I have found that the ability to customize financial systems beyond the standard out-of-the box functionality is a critical advantage to the client and the firm. Managing the associated increased risk therefore becomes a key issue for the accounting firm.

Key differences between the personalities of technology consulting practices and accounting firms also often have an impact on the ultimate success of the practice. Technology consultants are generally more willing to embrace change, are looking for a variety of technical challenges, generally enjoy providing a variety of services, and need the creative challenges provided by a client’s specific project implementation, which can vary from client to client. Keeping these consultants challenged and motivated, therefore, is important to growing the practice.

In addition, while two projects can have similar requirements and processes, they can differ widely in complexity, scope and risk. They can use the same software products, require implementation of the same financial modules within the product (such as accounts payables or financial reporting), and have the same number of users. However, the depth of integration between the client’s business systems can introduce significant implementation roadblocks to the project.
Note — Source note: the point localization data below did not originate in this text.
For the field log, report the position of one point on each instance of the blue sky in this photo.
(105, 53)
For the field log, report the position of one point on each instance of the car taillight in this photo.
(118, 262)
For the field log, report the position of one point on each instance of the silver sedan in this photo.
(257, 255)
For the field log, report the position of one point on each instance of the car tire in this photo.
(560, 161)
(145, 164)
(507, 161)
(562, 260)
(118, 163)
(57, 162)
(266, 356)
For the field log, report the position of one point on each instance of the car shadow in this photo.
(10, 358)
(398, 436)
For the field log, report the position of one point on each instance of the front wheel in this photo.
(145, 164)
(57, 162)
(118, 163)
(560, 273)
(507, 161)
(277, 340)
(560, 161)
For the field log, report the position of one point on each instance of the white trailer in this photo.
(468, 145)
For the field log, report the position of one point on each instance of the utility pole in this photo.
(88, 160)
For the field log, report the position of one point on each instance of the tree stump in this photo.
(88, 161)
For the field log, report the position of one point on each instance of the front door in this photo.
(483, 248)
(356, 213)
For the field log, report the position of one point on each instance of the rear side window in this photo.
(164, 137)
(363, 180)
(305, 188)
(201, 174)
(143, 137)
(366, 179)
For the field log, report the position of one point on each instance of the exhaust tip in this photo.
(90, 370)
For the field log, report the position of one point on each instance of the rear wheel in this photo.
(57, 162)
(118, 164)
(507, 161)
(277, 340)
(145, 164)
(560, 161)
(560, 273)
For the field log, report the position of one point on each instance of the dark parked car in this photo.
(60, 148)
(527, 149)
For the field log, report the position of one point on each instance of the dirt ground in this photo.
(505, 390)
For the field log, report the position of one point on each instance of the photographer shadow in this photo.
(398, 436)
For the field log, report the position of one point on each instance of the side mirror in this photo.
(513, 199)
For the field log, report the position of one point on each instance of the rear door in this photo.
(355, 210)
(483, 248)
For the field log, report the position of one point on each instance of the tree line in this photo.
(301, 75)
Additional factors, such as the skill sets of the client’s staff, the client’s ability to embrace new or different technology, and the client’s ability to manage changes in project scope are often critical to the perceived project success. Accounting firms frequently find such variants daunting.

Accounting firms are generally adept at planning and managing audit and tax work efficiently. After the first year, these engagements can become repetitive and predictable in their management and outcome. The same may, of course, be said of technology projects. Unfortunately, the technology practice often involves a higher degree of risk. As new versions of the same software packages are released, they can significantly affect the product’s stability, its ease of integration with the client’s third-party products, and its capability to support the client’s existing processes with no changes. These disparities require skillful management of expectations by the technology practice of both the client and the CPA firm.
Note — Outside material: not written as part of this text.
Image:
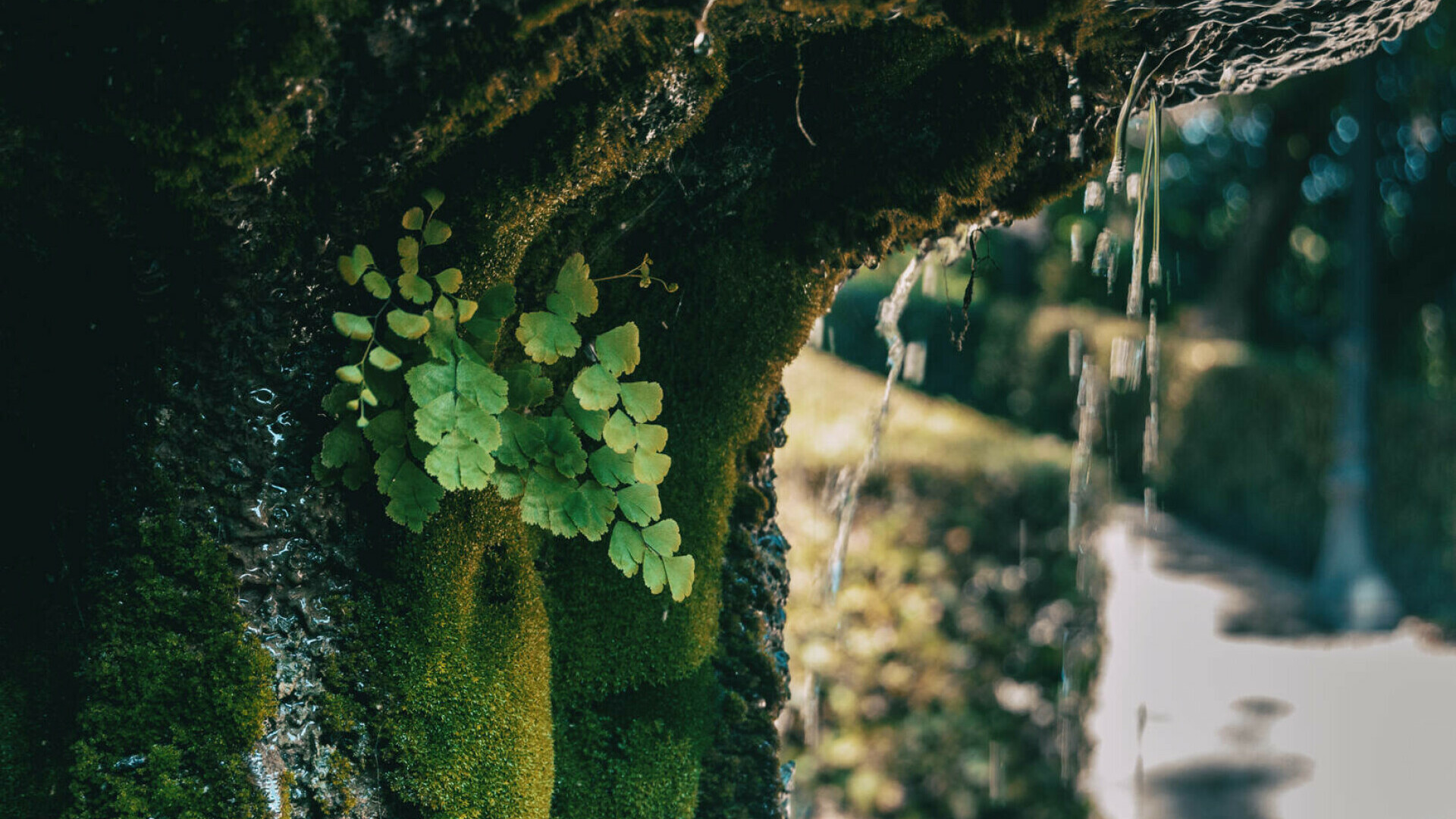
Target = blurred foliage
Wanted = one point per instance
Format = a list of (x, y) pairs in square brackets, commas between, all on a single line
[(949, 675), (1256, 221)]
I have reviewed some key attributes of technology implementations versus more traditional accounting projects. Another key difference between the technology practice and the accounting firm lies in the business development functions. Unlike the built-in annual cycle for accounting audits, many ERP implementation sales also require a more consistent and dedicated sales effort. Working with ERP publishers reinforces the on-going sales and marketing efforts required by this type of practice.

As a result, the accounting firm is generally not as experienced with the marketing and sales processes needed to maintain and grow a technology practice. The longer sales lead times, repetitive marketing campaigns, dedicated sales staff, and pricing/promotion tactics are frequently a foreign language to the traditional CPA practice. Understanding the costs, efforts, length of time, and sales efforts needed to build the technology practice are critical to its success.

I recently attended an ERP conference where the speakers heavily emphasized the sales and marketing requirements for the typical technology practice. To run and grow a technology practice requires the skill sets of marketing, sales, client management, project discipline, staff management, financial and accounting skills, and additional vertical subject matter expertise. Finding the right team that has these capabilities to balance growth with returns is a key requirement for your successful technology practice.

Seth Zarny is the Information Technology Partner at the Washington, D.C.-based firm Raffa PC. He joined the firm in 2004 after 19 years as a principal with Information Resource Associates, a financial systems and technology consulting firm. He sold the company to EYT, formerly Ernst & Young Technologies, in 2003. He specializes in technology consulting services, including financial system implementations for several leading product lines.